- Khyber Rock Khyber Rock
- Coordinates: 26°03′11″S 28°05′06″E﻿ / ﻿26.053°S 28.085°E
- Country: South Africa
- Province: Gauteng
- Municipality: City of Johannesburg
- Time zone: UTC+2 (SAST)
- Postal code (street): 2191
- PO box: 2157

= Khyber Rock =

Khyber Rock is a suburb of Johannesburg, South Africa. It is located in Region E of the City of Johannesburg Metropolitan Municipality.

==Background==
One of Johannesburg's smallest and most exclusive northern suburbs with one main road, Lincoln Rd, running through it from east to west for about only 650m. Khyber Rock borders the more well known Woodmead and is geologically part of an extinct volcanic area. Known for its high levels of mineral and metal content in the surrounding rocks, this area is susceptible to lightning strikes during the frequent summer thunderstorm activity.

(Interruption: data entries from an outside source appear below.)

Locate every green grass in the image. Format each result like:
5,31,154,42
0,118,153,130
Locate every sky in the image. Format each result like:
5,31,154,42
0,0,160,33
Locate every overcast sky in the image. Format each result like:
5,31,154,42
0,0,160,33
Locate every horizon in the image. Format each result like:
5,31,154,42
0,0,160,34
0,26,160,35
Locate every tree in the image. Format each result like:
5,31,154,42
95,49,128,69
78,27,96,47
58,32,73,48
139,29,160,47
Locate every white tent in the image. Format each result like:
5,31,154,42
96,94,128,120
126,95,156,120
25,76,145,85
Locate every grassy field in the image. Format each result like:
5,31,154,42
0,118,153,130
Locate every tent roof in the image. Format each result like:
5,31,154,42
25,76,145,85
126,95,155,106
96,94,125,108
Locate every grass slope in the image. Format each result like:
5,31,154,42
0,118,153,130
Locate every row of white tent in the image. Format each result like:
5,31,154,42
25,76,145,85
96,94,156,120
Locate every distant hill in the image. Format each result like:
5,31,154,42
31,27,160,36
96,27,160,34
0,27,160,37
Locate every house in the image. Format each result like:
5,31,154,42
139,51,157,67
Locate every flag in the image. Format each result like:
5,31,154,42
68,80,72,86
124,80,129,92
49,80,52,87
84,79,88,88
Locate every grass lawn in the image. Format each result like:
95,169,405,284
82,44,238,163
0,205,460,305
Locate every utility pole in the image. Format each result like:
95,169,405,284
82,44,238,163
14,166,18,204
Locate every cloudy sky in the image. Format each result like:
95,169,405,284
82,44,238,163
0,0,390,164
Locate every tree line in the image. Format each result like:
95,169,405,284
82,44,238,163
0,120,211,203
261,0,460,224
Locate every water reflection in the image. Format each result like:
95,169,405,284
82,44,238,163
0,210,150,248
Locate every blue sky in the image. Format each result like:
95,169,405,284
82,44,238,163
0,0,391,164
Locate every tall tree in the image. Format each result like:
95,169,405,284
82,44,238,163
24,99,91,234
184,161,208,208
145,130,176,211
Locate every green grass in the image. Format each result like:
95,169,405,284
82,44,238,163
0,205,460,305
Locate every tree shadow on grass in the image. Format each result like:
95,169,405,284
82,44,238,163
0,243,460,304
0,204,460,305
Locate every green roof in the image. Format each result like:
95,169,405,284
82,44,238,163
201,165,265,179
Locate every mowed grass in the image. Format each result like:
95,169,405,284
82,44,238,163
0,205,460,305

Johannesburg architect Carmel Back and husband Harry bought 8.5 ha of wooded hillside called Kyhber Rock around 1957. When overwhelmed by demand by the sale of cottage on their property, they decided to apply for subdivision rights and turn their land into a suburb. The Mediterranean style architecture was the style used by her designs for the first houses, nestled amongst the hills rocks, with winding brick roads. Subsequent house had to seek her design approval.